Governor of Guanajuato
- In office 15 February 1863 – 6 December 1863
- Preceded by: Francisco de Paula Rodríguez
- Succeeded by: Committee of neutral representatives (Frech occupation)
- In office 18 June 1860 – 21 January 1862
- Preceded by: Francisco Berdusco
- Succeeded by: Francisco de Paula Rodríguez
- In office 21 August 1855 – 16 January 1858
- Preceded by: Esteban Barbero
- Succeeded by: Francisco de Paula Rodríguez
- In office 20 August 1846 – 31 January 1847
- Preceded by: Mariano Chico
- Succeeded by: Lorenzo Arellano

Governor and Military Commander of Jalisco
- In office October 1862 – 5 December 1862
- Preceded by: Pedro Ogazón
- Succeeded by: Jesús López Portillo

Minister of Interior
- In office 22 August 1863 – 11 September 1863
- President: Benito Juárez
- Preceded by: Juan Antonio de la Fuente
- Succeeded by: Sebastián Lerdo de Tejada
- In office 13 April 1862 – 13 August 1862
- Preceded by: Jesús Terán Peredo
- Succeeded by: Juan Antonio de la Fuente
- In office 11 December 1861 – 6 April 1862
- Preceded by: Juan José de la Garza
- Succeeded by: Jesús Terán Peredo

Minister of Finance
- In office 19 March 1862 – 24 August 1862
- President: Benito Juárez
- Preceded by: José González Echeverría
- Succeeded by: José Higinio Núñez

Minister of Development
- In office 11 December 1861 – 16 December 1861
- President: Benito Juárez
- Preceded by: Blas Balcárcel
- Succeeded by: Blas Balcárcel

Personal details
- Born: 12 June 1818 San Pedro Piedra Gorda, New Kingdom of Galicia, Viceroyalty of New Spain (now Manuel Doblado, Guanajuato, Mexico)
- Died: 19 June 1865 (aged 47) New York City, New York, United States
- Party: Liberal
- Alma mater: University of Guanajuato
- Occupation: Lawyer; politician; diplomat; military officer;

Military service
- Allegiance: Mexico
- Branch/service: Mexican Army
- Rank: General
- Battles/wars: Plan de Los Lagos Revolt; Revolution of Ayutla; Reform War Battle of Celaya; Battle of Loma de las Ánimas; Battle of Estancia de las Vacas; Battle of Silao; ; Second Franco-Mexican War Battle of Guanajuato; ;

= Manuel Doblado =

Mexican politician, lawyer, diplomat and military officer (1818-1865)

Manuel Doblado Partida (12 June 1818 – 19 June 1865) was a Mexican lawyer, politician, diplomat, and general from Guanajuato.
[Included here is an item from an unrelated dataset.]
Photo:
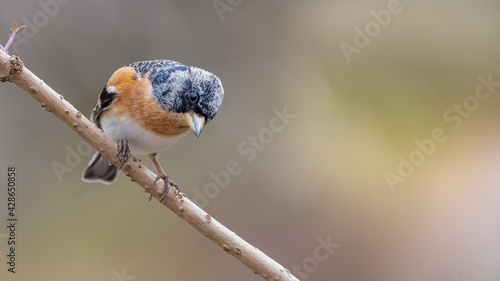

He played an active role in the mid-19th-century liberal movements, serving multiple times as governor of his home state and holding key cabinet posts under President Benito Juárez.

He is best known for negotiating the Preliminaries of La Soledad in 1862, which helped convince Britain and Spain to withdraw from the tripartite intervention and isolated France during the lead-up to the Second Franco-Mexican War.

== Early life and entry into politics ==
He was born Manuel Vicente Ramón Doblado Partida on 12 June 1818 in San Pedro Piedra Gorda, Guanajuato, into a prosperous family. He studied at the local school and received a scholarship in 1831 to attend the University of Guanajuato, where he earned his law degree and developed his liberal ideals.

In 1846, Doblado was elected governor of Guanajuato at age 28. The state constitution however, required a minimum age of 30, so he could not initially assume office. He petitioned the state congress for an age dispensation. Congress approved the exception after the constitution was effectively modified for him. Guanajuato historian Diego Saúl Torres Solano noted that Doblado maintained connections with both local and national politicians. One key figure being then President Valentín Gómez Farías. He argues that such political backings were key in facilitating the dispensation.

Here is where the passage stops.